Ma da dove nasce quest’uso alternativo della pianta dell’arancio? Storicamente, sembra che i primi ad adornare le giovani con la profumata zagara nel giorno delle loro nozze siano stati i saraceni, e pare che questa usanza sia giunta a noi durante il periodo delle Crociate.

La leggenda narra che una splendida fanciulla donò al re di Spagna un albero di arance affinché questi lo piantasse nel proprio giardino. Il monarca, segretamente innamorato della giovane donna alla quale non poteva però unirsi in matrimonio a causa delle profonde differenze di rango, custodiva gelosamente quella pianta dai frutti così gustosi. Egli rifiutò persino di donare ad un ambasciatore presso la corte spagnola che ne aveva fatto richiesta, un ramo sul quale sbocciavano fiori candidi e profumati. Quest’ultimo, per nulla intimidito dal rifiuto del sovrano, si rivolse al giardiniere della corte affinché rubasse per lui un ramoscello. L’operaio, da sempre ad umile e sincero servizio del re di Spagna, acconsentì ricevendo in cambio 50 monete d’oro. Il monarca, scoperto il misfatto, decise inizialmente di punire il disonesto giardiniere ma decise infine di perdonarlo quando l’anziano suddito confessò il motivo che lo aveva indotto a compiere quel gesto. Il vecchio giardiniere voleva poter esaudire il desiderio della figlia, quello di unirsi in matrimonio con l’amato, sogno fino a quel momento irrealizzabile a causa delle limitate risorse economiche dell’uomo.

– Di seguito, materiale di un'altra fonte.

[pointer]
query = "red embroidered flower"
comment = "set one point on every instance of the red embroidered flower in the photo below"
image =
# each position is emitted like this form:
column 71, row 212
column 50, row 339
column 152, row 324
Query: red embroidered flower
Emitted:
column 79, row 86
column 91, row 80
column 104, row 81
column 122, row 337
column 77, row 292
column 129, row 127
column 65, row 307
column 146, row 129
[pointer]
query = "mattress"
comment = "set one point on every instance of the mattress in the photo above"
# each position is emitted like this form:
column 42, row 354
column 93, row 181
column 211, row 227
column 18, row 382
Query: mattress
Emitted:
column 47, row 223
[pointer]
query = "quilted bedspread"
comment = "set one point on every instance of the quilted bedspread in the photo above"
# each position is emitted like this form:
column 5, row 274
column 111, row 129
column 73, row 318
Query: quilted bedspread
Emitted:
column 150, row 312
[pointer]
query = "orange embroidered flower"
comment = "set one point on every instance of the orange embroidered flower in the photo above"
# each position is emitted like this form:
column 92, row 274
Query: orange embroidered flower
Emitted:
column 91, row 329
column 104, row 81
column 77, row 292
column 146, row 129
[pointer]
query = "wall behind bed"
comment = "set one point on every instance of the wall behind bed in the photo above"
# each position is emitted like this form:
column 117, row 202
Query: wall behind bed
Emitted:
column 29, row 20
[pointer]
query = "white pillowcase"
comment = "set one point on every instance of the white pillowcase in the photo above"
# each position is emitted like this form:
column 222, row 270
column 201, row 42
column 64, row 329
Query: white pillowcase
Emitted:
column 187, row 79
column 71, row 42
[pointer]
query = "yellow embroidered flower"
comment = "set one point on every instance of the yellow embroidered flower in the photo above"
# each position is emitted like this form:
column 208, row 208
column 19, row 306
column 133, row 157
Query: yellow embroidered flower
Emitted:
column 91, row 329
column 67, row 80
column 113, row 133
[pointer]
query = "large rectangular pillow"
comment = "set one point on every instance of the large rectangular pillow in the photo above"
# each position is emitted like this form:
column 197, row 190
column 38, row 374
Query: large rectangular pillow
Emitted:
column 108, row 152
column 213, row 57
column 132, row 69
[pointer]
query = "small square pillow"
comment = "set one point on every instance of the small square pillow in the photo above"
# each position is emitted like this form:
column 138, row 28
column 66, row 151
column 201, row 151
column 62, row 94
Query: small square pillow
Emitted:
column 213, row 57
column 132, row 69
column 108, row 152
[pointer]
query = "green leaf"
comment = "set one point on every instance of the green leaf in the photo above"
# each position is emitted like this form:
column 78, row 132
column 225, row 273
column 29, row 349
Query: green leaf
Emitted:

Da quel momento in poi i fiori dell’arancio simboleggiano quindi la fedeltà e l’amore puro, sincero, vero, che spinge due creature a diventare “uno”.

Il fiore d’arancio richiama spesso il candore dell’abito nuziale; è un elemento che non stanca mai, per la sua eleganza e per il suo profumo. Ancora oggi, qualcuno abbellisce l’acconciatura della sposa con alcune gocce di essenza di fiori d’arancio, la stessa che viene ad arricchire, ad esempio, l’impasto del dolce più famosodi Napoli: la pastiera. Ma l’acqua ai fiori d’arancio è anche l’elemento profumato dei cannoli e della tipica cassata siciliana.

L’arancio viene infatti utilizzato, nella tradizione gastronomica, in molteplici varianti, comead esempio ingrediente principale di un liquore aromatico oltre che a tanti dolci tradizionali.